Dear Client,
Registered WILL only valid, You need to submit the Original registered deed before court.
How to prove will if witnesses are no more after the death of testator?
Dear Client,
Registered WILL only valid, You need to submit the Original registered deed before court.
Registration of Will is not mandatory. please answer accordingly.
1. While praying for grant of probate, other legal heirs may contest the said Will on various grounds viz., the will is false since the signature is fake, the signature has been obtained under coercion etc.,
2. Under the above circumstances, the evidence of the witnesses come as deciding factor,
3. Since, the witnesses are no more, findout the typist (typists name is typed on the will most of the times) to give witness that he has typed the said Will as per instruction of the testator or his lawyer etc. etc.
4. However, before going for the above exercise, you shall have to file an application for probate before the Court for which notice will be sent by the Court to other legal heirs.
Dear Client,
You need to get probate of the WILL before the court. The other legal heirs will contest the same , and it is your duty to prove the WILL document executed not registered.
1) section 68 of evidence act provides that you have to examine atleast one attesting witness to prove the will .
2) if both the attesting witnesses are dead you can prove the will by other evidence . you can examine a witness who can identify the testator signature on the will .
3) you also have to produce death certificate of AW as evidence that both witnesses are dead .

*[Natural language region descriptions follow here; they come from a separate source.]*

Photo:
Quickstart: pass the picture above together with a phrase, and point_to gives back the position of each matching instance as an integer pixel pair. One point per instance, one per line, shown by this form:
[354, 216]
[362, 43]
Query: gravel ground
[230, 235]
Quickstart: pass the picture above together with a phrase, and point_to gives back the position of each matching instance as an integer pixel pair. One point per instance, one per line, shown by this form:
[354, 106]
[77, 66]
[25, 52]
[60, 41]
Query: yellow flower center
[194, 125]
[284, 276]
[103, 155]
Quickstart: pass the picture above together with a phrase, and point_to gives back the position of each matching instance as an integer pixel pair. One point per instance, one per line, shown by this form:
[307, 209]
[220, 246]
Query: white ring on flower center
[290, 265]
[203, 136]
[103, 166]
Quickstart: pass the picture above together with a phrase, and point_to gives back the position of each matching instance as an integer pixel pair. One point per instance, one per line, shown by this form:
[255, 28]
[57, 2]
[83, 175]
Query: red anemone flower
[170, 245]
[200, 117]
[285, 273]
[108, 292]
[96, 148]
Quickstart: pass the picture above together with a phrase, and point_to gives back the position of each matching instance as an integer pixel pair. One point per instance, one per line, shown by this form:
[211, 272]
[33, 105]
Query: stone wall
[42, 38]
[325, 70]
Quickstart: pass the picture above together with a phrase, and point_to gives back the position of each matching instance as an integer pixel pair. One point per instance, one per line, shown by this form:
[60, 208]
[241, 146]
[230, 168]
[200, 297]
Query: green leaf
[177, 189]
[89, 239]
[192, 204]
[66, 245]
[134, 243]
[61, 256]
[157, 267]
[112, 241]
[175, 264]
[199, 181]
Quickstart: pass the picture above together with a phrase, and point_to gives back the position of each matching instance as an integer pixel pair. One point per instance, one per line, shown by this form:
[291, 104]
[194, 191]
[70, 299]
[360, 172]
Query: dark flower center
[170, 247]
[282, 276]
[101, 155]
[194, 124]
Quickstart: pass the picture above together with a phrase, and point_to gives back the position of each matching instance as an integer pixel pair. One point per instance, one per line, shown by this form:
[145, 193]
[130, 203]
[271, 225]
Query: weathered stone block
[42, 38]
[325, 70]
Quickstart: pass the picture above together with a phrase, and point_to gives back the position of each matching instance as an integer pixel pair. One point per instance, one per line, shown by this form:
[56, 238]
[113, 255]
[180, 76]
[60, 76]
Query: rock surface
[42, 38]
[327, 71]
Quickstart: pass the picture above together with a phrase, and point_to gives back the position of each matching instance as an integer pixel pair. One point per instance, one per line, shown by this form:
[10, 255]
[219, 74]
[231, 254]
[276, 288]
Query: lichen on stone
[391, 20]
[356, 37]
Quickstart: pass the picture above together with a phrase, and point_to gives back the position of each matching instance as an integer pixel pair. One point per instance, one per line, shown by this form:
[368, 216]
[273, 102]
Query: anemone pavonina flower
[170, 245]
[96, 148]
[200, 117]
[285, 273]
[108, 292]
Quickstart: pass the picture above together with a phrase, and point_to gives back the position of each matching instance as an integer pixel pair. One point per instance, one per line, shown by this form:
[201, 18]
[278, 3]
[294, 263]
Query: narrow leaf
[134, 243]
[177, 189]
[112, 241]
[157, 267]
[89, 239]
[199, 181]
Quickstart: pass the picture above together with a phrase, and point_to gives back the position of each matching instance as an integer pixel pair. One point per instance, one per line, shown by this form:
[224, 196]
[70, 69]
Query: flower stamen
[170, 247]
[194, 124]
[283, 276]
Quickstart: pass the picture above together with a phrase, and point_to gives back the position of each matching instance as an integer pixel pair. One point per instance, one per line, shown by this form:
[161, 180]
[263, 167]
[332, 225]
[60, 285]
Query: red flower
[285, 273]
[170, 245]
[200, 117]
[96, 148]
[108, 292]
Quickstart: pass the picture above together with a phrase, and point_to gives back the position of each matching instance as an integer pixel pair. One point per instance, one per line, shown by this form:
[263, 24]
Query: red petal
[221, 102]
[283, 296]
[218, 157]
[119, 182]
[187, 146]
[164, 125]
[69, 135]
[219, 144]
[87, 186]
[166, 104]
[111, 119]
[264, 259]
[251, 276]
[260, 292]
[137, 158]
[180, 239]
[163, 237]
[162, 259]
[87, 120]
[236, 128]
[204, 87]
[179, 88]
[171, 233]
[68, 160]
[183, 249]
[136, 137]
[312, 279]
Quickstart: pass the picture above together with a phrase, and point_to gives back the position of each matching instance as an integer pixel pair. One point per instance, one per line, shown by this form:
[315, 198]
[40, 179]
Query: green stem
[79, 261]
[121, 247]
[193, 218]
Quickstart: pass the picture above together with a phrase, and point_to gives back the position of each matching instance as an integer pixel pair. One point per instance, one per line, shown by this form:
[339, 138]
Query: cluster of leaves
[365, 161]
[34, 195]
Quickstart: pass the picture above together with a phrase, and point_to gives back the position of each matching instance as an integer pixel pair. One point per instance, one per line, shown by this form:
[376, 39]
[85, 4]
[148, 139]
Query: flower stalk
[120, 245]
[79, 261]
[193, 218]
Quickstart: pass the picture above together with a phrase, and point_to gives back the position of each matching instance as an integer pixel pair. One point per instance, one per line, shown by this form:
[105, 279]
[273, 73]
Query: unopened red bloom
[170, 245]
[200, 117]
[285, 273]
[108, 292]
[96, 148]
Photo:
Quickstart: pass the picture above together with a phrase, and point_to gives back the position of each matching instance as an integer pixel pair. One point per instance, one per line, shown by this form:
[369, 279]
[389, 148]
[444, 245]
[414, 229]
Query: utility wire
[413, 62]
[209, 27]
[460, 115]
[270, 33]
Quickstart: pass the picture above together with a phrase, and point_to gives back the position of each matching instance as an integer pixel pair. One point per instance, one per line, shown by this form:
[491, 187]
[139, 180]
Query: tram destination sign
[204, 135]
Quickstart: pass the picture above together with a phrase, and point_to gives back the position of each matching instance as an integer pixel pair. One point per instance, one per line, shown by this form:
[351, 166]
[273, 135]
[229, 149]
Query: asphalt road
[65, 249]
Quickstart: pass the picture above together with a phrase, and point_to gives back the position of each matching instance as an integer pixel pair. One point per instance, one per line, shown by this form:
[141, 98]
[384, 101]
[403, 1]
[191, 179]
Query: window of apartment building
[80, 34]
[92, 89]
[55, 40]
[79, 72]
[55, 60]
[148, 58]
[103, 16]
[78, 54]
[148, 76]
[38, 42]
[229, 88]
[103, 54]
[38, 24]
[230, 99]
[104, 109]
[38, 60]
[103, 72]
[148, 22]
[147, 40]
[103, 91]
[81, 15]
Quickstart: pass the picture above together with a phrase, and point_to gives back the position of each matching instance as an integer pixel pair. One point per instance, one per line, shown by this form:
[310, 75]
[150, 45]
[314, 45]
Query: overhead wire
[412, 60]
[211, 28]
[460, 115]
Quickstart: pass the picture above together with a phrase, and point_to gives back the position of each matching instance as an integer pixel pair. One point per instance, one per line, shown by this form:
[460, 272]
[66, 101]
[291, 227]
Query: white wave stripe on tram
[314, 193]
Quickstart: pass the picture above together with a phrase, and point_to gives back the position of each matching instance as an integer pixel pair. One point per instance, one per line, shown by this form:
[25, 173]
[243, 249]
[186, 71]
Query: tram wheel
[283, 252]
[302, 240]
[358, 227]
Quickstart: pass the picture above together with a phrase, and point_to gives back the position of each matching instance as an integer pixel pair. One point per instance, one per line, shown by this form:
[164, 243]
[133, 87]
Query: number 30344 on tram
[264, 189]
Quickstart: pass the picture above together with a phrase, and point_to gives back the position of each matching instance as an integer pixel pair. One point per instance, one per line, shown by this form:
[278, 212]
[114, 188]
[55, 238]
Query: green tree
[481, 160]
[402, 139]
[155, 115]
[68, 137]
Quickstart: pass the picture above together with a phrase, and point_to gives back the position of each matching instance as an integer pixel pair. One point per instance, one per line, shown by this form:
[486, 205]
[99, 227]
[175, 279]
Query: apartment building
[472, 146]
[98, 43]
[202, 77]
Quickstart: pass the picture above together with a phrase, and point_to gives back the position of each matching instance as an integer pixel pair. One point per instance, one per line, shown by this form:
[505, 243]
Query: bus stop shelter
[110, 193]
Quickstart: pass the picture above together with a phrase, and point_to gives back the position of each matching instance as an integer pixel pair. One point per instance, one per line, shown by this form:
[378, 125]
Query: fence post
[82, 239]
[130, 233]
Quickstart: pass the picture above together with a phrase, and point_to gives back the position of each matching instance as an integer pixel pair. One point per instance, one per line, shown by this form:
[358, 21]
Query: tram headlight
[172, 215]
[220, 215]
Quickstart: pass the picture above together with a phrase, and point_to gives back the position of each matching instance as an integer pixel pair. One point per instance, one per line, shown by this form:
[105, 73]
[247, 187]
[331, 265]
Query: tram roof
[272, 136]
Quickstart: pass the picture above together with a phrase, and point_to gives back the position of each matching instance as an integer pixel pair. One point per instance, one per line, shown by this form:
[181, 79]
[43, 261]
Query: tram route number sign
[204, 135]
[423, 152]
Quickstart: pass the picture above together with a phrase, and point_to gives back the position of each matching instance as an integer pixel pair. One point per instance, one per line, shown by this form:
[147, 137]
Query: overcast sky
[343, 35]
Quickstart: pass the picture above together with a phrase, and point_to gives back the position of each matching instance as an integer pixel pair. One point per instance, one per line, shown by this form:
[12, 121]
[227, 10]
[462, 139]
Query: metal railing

thanks, I re-frame the question for your quick understanding: " On unregistered Will (which is in handwriting of one of witnesses), probate petition was converted into suit on objection of legal heirs and Trial has begun. One of the witnesses died after filing affidavit of Witness at the time of filing of probate petition and another witness died after filing affidavit-in-lieu of Examination-in-Chief (notariesed one but taken on record/ exhibited) and petitioner is not aware who were the other persons present at the time of execution of Will .under these circumstances, how to prove a will when witnesses are no more.
when both the witnesses are dead you have to examine another witness to prove that will was signed by testator . said witness must be familiar with signature of testator and must have seen him signing various documents or have received documents signed by him .
Dear Client,
Need not worry, if the witnessess are died, the wittnessess can be produced for circumstantial evidence , in support of the affidavit filed by the deceased wittnesses.
if both witnesses are dead then produce other witnesses in court who closely knew the testator and were also present at the time of execution of said will and can identify the signatures of testator and 2 witnesses, to prove said will in court.
Any person who knew the witnesses and their signature even if he did not know the testator can prove a Will.
Hi, you have to examine the one of the legal heirs of the attesting witness in order to prove the will who can able to identify the signature.
Will will be validated by court on the affidavit filed by the witnesses in the court for probating the will court will check the genuiness of the same on this basis
1. What was objected in the said probate case by other legal heirs?
2. You should attempt to counter the said objection,
3. If the signature of the testator and/or the witnesses have been challenged, produce some body or bodies who can testify the signature of the said witnesses and also the handwriting of one witness who wrote the said will.
the court have power under section 73 of indian evidence act 73. Comparison of signature, writing or seal with others admitted or proved.—In order to ascertain whether a signature, writing or seal is that of the person by whom it purports to have been written or made, any signature, writing, or seal admitted or proved to the satisfaction of the Court to have been written or made by that person may be compared with the one which is to be proved, although that signature, writing, or seal has not been produced or proved for any other purpose. The Court may direct any person present in Court to write any words or figures for the purpose of enabling the Court to compare the words or figures so written with any words or figures alleged to have been written by such person. 1[This section applies also, with any necessary modifications, to finger-impressions.]
apart from this when both the witnesses died after submitted their evidence on oath before the court then the other person who know the witnesses may produce as witnesses for identify their writing or signatures.
1. What are the grounds of objection raised in reply to the probate petition?
2. If both the attesting witnesses are dead then somebody who can vouch for the signatures of the testator has to depose in the court. Since the trial has started the testimony of a person who is familiar with the signatures of the testator is crucial to the fate of the case. His testimony alone can sustain the will.